Respected and Trusted

Wills And Estates

  • Our experienced and trusted Wills and Estates team is comprised of two Accredited Wills and Estates
    Specialists who are dedicated to providing advice of the highest quality.

    Clare Sunderland practises mainly in Wills and Estates and is committed to providing tailored
    solutions for her clients, working in conjunction with other professional advisers, such as financial
    planners and accountants, to achieve the best outcomes in a timely and cost effective manner.

    Tanya Briffa joined Aughtersons in 2004 and is a highly respected and valued member of our team.
    Having practises almost exclusively in the area of Wills and Estates, Tanya’s wealth of experience
    has enabled her to establish a reputable and extensive practice whose clients benefit from her
    expertise, professionalism and compassion.

    Clare and Tanya will ensure your assets and interests are carefully protected and are administered in
    accordance with your wishes


    Our Wills and Estates services include:

    • Preparing valid and enforceable Wills, including Testamentary Trust Wills
    • Will reviews
    • Preparing valid and enforceable Enduring Powers of Attorney
    • Estate planning
    • Applications for grants of representation (Probate and Letters of Administration)
    • Applications for the re-seal of foreign Grants
    • Administration of deceased estates
    • Disputes regarding the validity of Wills
    • Claims in relation to deceased estates
    • Contesting Wills (family provision/testators family maintenance claims)
    • General advice regarding Wills and estate matters

    Clare Sunderland clare.sunderland@aughtersons.com.au
    Tanya Briffa tanya.briffa@aughtersons.com.au


    FREQUENTLY ASKED QUESTIONS

    What is an Executor?

    The Executor is the person(s) who has been named in the Will to administer the deceased person’s estate. The Executor is responsible for notifying all relevant authorities and asset holders, collecting the assets of the estate, paying any debts and expenses of the estate and distributing the assets in accordance with the Will.
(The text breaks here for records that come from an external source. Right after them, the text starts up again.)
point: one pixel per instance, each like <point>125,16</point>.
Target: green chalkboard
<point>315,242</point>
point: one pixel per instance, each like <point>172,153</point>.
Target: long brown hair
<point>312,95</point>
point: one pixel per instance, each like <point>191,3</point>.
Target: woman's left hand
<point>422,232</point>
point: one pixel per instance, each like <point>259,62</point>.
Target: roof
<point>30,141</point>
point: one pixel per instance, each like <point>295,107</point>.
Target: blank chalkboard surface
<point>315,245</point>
    Do I need an Enduring Power of Attorney?

    An Enduring Power of Attorney (Financial) allows you to appoint a person(s) to handle your legal and financial affairs in the event of your incapacity. An Enduring Power of Attorney (Medical Treatment) allows you to appoint a person to make medical decisions on your behalf in the event that you are unable to make those decisions yourself (by reason of being incapable of doing so). Your attorney must be at least 18 years of age and must have the capacity to act as your attorney.
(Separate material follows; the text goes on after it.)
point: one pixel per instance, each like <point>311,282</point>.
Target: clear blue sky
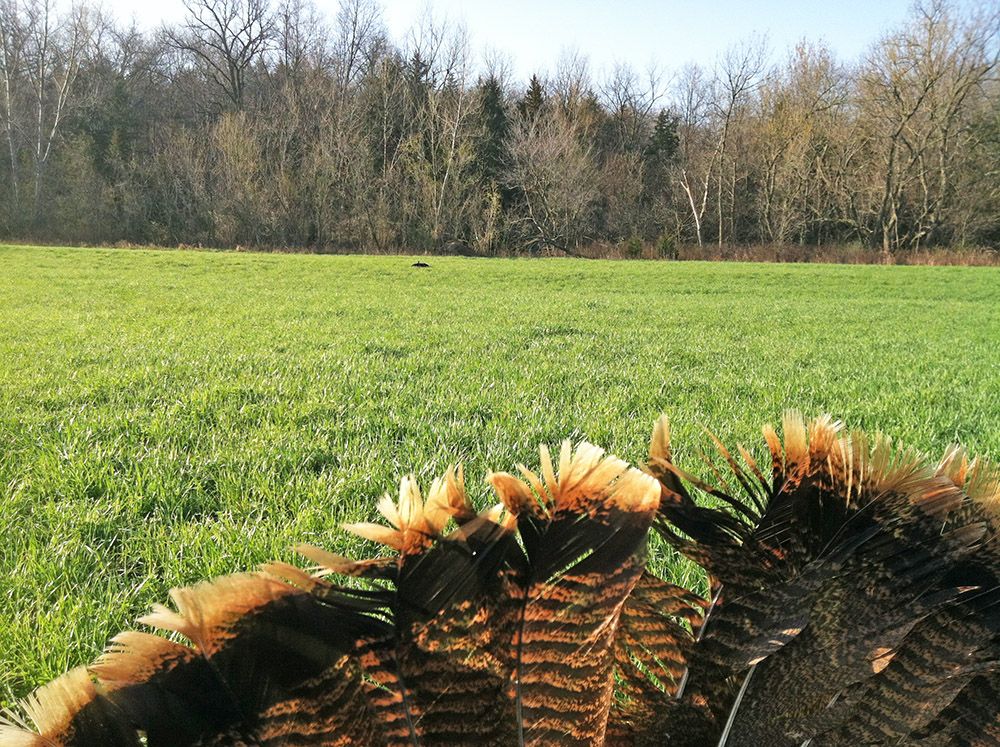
<point>534,34</point>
    If you become unwell and require assistance in the management of your affairs, it is important that you have an Enduring Power of Attorney (Financial) in place. If not, the Victorian Civil & Administrative Tribunal (VCAT) will appoint an Administrator to manage your legal and financial affairs. VCAT may not however, appoint your preferred person.

    What is a Grant of Probate?

    A Grant of Probate is a certificate granted by the Probate Division of the Supreme Court of Victoria confirming that the deceased’s will has been proved as valid and that authority to administer the estate has been granted to the Executor.

    What is a Grant of Letters of Administration?

    A Grant of Letters of Administration is a certificate granted by the Probate Division of the Supreme Court of Victoria when a person dies without leaving a valid Will. The certificate confers on the Administrator the powers and duties necessary to administer the estate according to the laws of Victoria which govern the distribution of property in the absence of a valid Will.

    How do I contest a Will?

    Pursuant to Victorian law, you must satisfy certain criteria in order to then be able to make a claim for further provision from the estate of a deceased person. Some of the factors taken into consideration include the nature and length of your relationship with the deceased person, the size and nature of the estate, your financial resources and earning capacity and any contributions made by you for the benefit of the deceased person. As claims of this nature are assessed on a case by case basis, please contact our office and a member of our Wills and Estates team will review your particular circumstances and provide you with the requisite advice.

    Why should I have a Will?

    A Will enables you to give clear instructions regarding the distribution of your property after your death. It allows you to give specific items of property to named beneficiaries and it enables you to appoint a guardian for any minor children. A Will also enables you to appoint the person(s) you trust to administer your estate in accordance with your wishes.

    If you die without having signed a valid Will, your property will be distributed in accordance with the legislative provisions and the distribution will be managed by a Court-appointed Administrator (who may not have been the person you would have preferred).